Materials and methods

Patient selection

The dataset used in this research work consisted of patients with IS and ICH admitted to the Stroke Unit of the Hospital Clínico Universitario of Santiago de Compostela (Spain), who were prospectively registered in an approved data bank (BICHUS). All patients were treated by a certified neurologist according to national and international guidelines. Exclusion criteria for this analysis were: (1) patients who died during the first 24 h, and (2) loss of follow-up (personal interview or telephone contact) at 3 months.

The analysis of the data for this study was retrospective, from September 2007 to September 2017. This research was carried out in accordance with the Declaration of Helsinki of the World Medical Association (2008) and approved by the Ethics Committee of Santiago de Compostela (2019/616). All patients or their relatives signed the informed consent for inclusion in the registry and for anonymous use of their personal data for research purposes.

Demographic, clinical, molecular and neuroimaging variables

The registry includes demographic variables, previous medical history and vital signs. Blood samples for hemogram, biochemistry and coagulation tests were obtained and analyzed at the central hospital laboratory. Neurological deficit was evaluated by a certified neurologist using the National Institute of Health Stroke Scale (NIHSS) at admission, and every 24/48 h during hospitalization. The modified Rankin Scale (mRS) was used to evaluate functional outcome at discharge and at 3 months^33,34.

Effective reperfusion of IS patients was defined as ≤ 8 points in the NIHSS during the first 24 h. Early neurological deterioration was defined as ≥ 4 points in NIHSS within the first 48 h with respect to baseline NIHSS score. Poor functional outcome was defined as mRS > 2 at 3 months, morbidity as 3 ≤ mRS ≤ 5, and mortality as mRS = 6. Ischemic stroke diagnosis was made using the TOAST criteria³⁵.
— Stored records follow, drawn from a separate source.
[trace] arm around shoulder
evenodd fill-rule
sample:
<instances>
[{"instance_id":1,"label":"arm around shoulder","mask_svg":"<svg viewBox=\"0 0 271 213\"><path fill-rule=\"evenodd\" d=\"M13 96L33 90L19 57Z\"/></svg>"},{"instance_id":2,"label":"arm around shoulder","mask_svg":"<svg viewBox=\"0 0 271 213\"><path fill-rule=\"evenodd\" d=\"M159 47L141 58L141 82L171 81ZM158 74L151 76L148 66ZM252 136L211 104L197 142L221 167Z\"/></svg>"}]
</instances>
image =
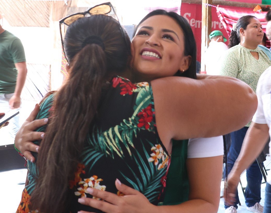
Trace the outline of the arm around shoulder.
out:
<instances>
[{"instance_id":1,"label":"arm around shoulder","mask_svg":"<svg viewBox=\"0 0 271 213\"><path fill-rule=\"evenodd\" d=\"M245 125L257 108L255 93L234 78L169 77L151 85L162 141L225 134Z\"/></svg>"}]
</instances>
Computed Tomography (CT) was performed in all patients and Magnetic Resonance Imaging (MRI) in selected patients at admission. Follow-up CT scan after fibrinolysis or thrombectomy was performed in all IS patients at 24 h, and CT at 48 h or when neurological deterioration was detected and between the 4th–7th day. ICH and perihematomal edema volumes were calculated using the ABC/2 method³⁶. ICH topography was classified as lobar when it predominantly affected the cortical/subcortical white matter of the cerebral lobes or as deep when it was limited to the internal capsule, the basal ganglia or the thalamus. All neuroimaging tests were analyzed by a neuro-radiologist supervised by the above certified neurologist.

Outcome endpoints

The objective of this research work was to identify the main predictors for the machine learning model in order to generate a predictive model using machine learning techniques for the prediction of mortality and morbidity of stroke patients according to their stratification to one of the following groups: 1) IS + ICH, 2) IS, and 3) ICH.

Machine learning

We used the RF algorithm for the prediction of mortality and morbidity of stroke patients. RF is an ensemble learning method, i.e., a strategy that aggregates many predictions to reduce the variance and improve the robustness and precision of outputs^37,38,39. A remarkable characteristic of the RF is that it provides an internal measure of the relative importance of each feature on the prediction. This model generally works very well for any type of problem, regardless of size and even if the data are unbalanced or missing³⁷. It also makes it possible to analyze the importance of the variables used by the model. To this end, the Gini importance index was calculated. This index measures the increase in impurity of each variable in the model when selected in the random distribution process. Each time a node selects a variable, the Gini impurity index for the two child nodes is lower than in the parent. It is not a simple final summation of the values obtained in all the trees for each variable but a weighting.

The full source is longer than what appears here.